Слова понесли меня. Не в прошлое. В параллельный мир, который существовал всё это время. Мир, где ветер не спрашивает, куда дуть.

ГЛАВА 1. Дом, который не дом

Первая запись в блокноте датирована не числом. Там стояло: «После бабы Нины». И ниже, уже другим, более размашистым нервным почерком:

Говорят, дом там, где тебя ждут. Значит, у меня его никогда не было. Баба ждала не меня. Она ждала кого-то другого. Сына, который не вернулся. Мужа, который сгорел в шахте. Меня она просто терпела. Как терпят кошку, которая приблудилась и осталась ночевать на кухне. Кормят, но не пускают в комнату.

Теперь и кухни нет.

Она умерла тихо, во сне. Сердце. Он нашёл её утром, когда зашёл в её комнату с чаем. Она лежала на спине, руки аккуратно сложены на одеяле, лицо спокойное, почти умиротворённое. На тумбочке — очки, молитвослов, фотография молодого мужчины в солдатской форме. Не его отца. Того самого сына.

Сева не закричал. Он постоял в дверях, потом поставил чашку на пол, подошёл, потрогал её руку. Холодную, восковую. Он ждал чего-то — боли, страха, паники. Но внутри была только густая тяжёлая тишина. Та самая, о которой он напишет годы спустя.

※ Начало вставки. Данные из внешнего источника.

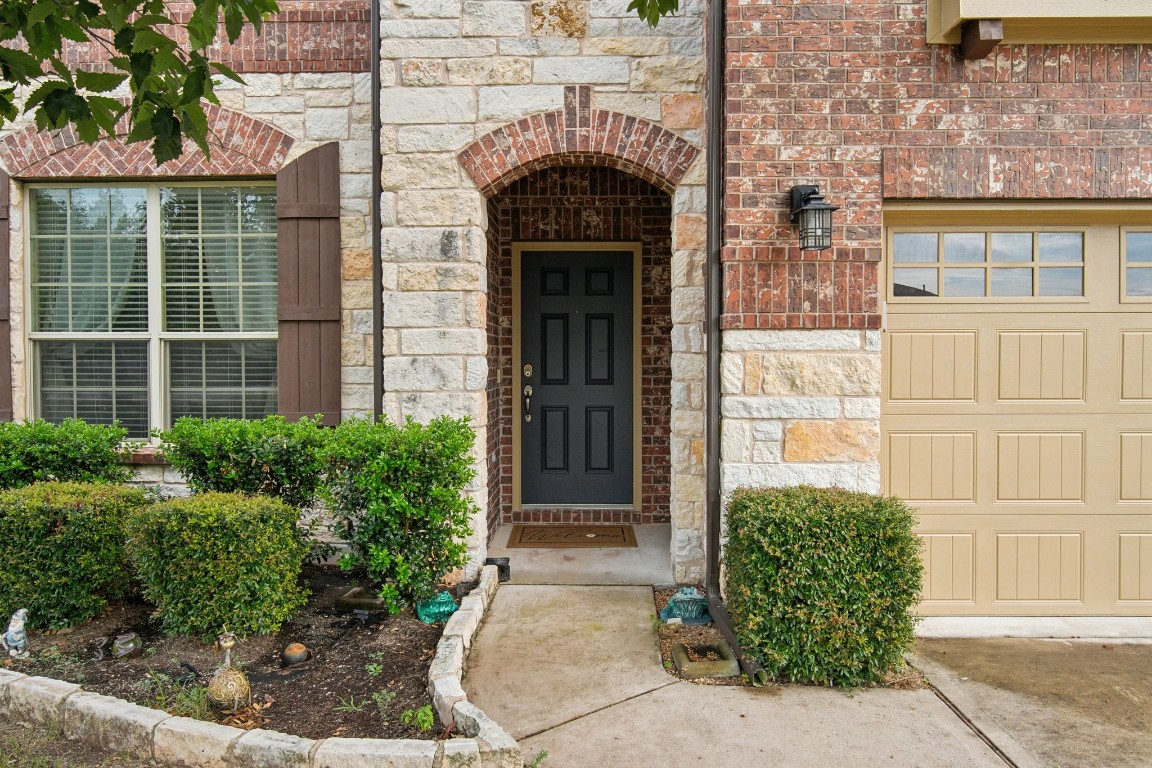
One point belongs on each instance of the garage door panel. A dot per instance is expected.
(950, 358)
(1035, 567)
(1039, 466)
(1136, 466)
(1136, 366)
(1041, 365)
(932, 466)
(949, 567)
(1135, 567)
(1021, 430)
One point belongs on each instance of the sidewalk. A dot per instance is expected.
(575, 670)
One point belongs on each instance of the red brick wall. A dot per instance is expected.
(584, 204)
(307, 36)
(241, 146)
(849, 96)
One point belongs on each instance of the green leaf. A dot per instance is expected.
(39, 12)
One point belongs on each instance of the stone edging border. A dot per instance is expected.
(118, 725)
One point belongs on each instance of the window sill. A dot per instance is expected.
(146, 456)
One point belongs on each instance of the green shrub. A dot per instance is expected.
(270, 457)
(820, 583)
(62, 549)
(217, 560)
(35, 451)
(396, 496)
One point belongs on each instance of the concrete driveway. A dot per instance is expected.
(1050, 702)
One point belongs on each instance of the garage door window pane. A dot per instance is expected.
(914, 246)
(963, 246)
(1012, 246)
(1138, 246)
(1061, 281)
(915, 282)
(1061, 246)
(963, 282)
(1012, 282)
(1138, 282)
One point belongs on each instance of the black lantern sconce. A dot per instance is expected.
(813, 217)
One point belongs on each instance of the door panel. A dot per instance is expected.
(576, 336)
(1021, 430)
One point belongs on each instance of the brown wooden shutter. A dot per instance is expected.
(308, 242)
(5, 317)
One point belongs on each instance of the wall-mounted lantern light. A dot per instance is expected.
(813, 217)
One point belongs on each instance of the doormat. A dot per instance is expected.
(561, 537)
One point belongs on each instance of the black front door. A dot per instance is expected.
(576, 378)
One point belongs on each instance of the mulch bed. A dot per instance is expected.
(691, 637)
(360, 682)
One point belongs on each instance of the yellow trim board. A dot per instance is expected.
(1045, 21)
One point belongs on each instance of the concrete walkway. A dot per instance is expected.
(576, 670)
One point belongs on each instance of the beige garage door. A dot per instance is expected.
(1017, 413)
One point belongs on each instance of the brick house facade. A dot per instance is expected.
(548, 122)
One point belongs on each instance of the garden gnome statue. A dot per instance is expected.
(15, 639)
(228, 687)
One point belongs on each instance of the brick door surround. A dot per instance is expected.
(577, 135)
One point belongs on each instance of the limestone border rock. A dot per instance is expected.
(111, 723)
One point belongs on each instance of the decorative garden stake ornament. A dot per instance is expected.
(228, 686)
(15, 639)
(437, 609)
(689, 606)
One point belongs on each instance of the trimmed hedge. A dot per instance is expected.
(219, 560)
(73, 450)
(821, 583)
(270, 457)
(396, 494)
(61, 545)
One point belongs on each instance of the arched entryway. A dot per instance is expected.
(590, 179)
(583, 221)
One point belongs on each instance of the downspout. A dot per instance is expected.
(713, 289)
(374, 223)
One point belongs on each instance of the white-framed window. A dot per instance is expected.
(153, 301)
(972, 263)
(1137, 275)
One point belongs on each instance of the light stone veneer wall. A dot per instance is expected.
(454, 70)
(801, 407)
(312, 108)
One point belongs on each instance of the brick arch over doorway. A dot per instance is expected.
(583, 204)
(577, 135)
(241, 146)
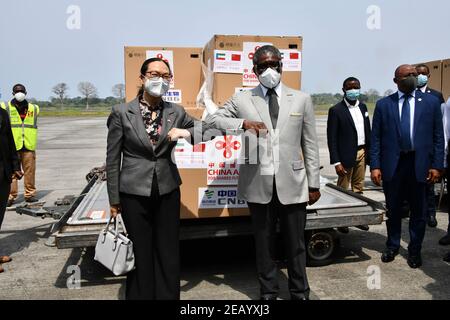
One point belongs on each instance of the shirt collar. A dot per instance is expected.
(401, 94)
(147, 105)
(277, 89)
(351, 106)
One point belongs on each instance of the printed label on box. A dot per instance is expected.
(166, 55)
(222, 155)
(188, 156)
(228, 61)
(173, 96)
(292, 60)
(249, 79)
(236, 90)
(219, 198)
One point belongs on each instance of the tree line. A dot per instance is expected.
(89, 95)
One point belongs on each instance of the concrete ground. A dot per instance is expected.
(212, 269)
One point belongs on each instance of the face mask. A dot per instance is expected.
(156, 88)
(353, 94)
(20, 96)
(422, 80)
(270, 78)
(408, 85)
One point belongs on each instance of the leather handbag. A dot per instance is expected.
(114, 250)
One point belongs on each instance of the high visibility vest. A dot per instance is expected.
(24, 132)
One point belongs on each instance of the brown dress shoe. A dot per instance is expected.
(5, 259)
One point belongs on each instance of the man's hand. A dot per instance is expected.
(376, 177)
(340, 170)
(17, 175)
(314, 196)
(115, 209)
(254, 125)
(433, 176)
(175, 134)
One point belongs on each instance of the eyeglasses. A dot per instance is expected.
(153, 75)
(269, 64)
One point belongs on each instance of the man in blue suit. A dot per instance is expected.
(407, 153)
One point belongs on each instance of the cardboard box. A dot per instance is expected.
(193, 180)
(186, 68)
(446, 79)
(226, 47)
(436, 74)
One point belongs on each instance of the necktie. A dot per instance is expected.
(406, 125)
(274, 107)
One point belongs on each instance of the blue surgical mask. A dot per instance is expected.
(422, 80)
(353, 94)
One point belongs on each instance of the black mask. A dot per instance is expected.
(408, 84)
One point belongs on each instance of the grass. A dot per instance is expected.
(75, 112)
(321, 110)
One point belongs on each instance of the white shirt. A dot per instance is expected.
(277, 91)
(412, 104)
(358, 119)
(446, 120)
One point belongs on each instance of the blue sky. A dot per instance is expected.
(39, 50)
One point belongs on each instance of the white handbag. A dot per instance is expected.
(114, 250)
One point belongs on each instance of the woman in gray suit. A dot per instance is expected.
(143, 181)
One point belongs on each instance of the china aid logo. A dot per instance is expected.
(228, 145)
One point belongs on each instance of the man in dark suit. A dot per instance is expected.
(348, 134)
(407, 153)
(424, 76)
(9, 168)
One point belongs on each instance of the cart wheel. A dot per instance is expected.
(320, 246)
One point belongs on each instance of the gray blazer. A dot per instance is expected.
(290, 153)
(131, 160)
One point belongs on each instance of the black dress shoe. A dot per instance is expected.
(415, 261)
(432, 222)
(32, 200)
(445, 240)
(268, 298)
(344, 230)
(389, 255)
(447, 257)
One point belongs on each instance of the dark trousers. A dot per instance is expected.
(5, 187)
(153, 226)
(292, 226)
(431, 200)
(404, 186)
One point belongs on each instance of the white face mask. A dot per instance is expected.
(270, 78)
(20, 96)
(156, 88)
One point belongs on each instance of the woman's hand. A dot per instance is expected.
(175, 134)
(115, 210)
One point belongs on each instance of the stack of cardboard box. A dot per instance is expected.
(228, 61)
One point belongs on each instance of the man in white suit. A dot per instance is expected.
(284, 175)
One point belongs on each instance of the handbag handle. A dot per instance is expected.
(118, 219)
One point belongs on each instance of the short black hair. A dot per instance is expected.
(265, 50)
(18, 85)
(151, 60)
(350, 79)
(423, 66)
(144, 71)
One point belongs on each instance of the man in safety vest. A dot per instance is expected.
(23, 116)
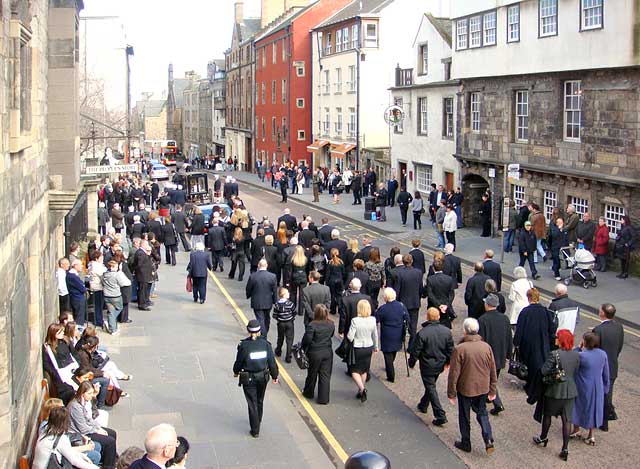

Потом были дни, слипшиеся в одно серое пятно. Приезд соцработницы, звонки в ритуальные службы, которые говорили с ним свысока, потому что ему было семнадцать и у него не было денег. Соседки, плакавшие на кухне и бросавшие на него странные виноватые взгляды. Похороны за счёт государства на дальнем участке кладбища. Горсть земли на гроб. И снова тишина.

Он вернулся в квартиру. Однокомнатная «хрущёвка» на пятом этаже. Панельные стены, пропахшие десятилетиями луком, лавандой и старостью. Он обошёл все комнаты — точнее, одну комнату, кухню, ванну. Каждый предмет кричал о её отсутствии. Вязаные салфетки на спинке кресла. Занавески в цветочек. Баночки с лекарствами в тумбе. Он был чужаком в этом музее чужой законченной жизни.

На третий день пришли родственники. Не его. Её. Двоюродная племянница с мужем, здоровенным мужиком в кожанке. Они вошли без стука.

— Мы тут посмотрим, что к чему, — сказала женщина, оглядывая квартиру оценивающим взглядом барахольщицы. — Бабуля, царство ей небесное, говорила, что после неё всё нам.

— Она ничего мне не говорила, — тихо сказал Сева. Он стоял посреди комнаты, чувствуя, как пол уходит из-под ног.

— А ты кто такой? — нахмурился мужик. — Приёмыш какой-то? Прописки-то у тебя тут нету.

Прописки не было. Баба Нина так и не оформила опеку до конца. Он был для неё полупризраком — накормленным, одетым, но юридически не существующим.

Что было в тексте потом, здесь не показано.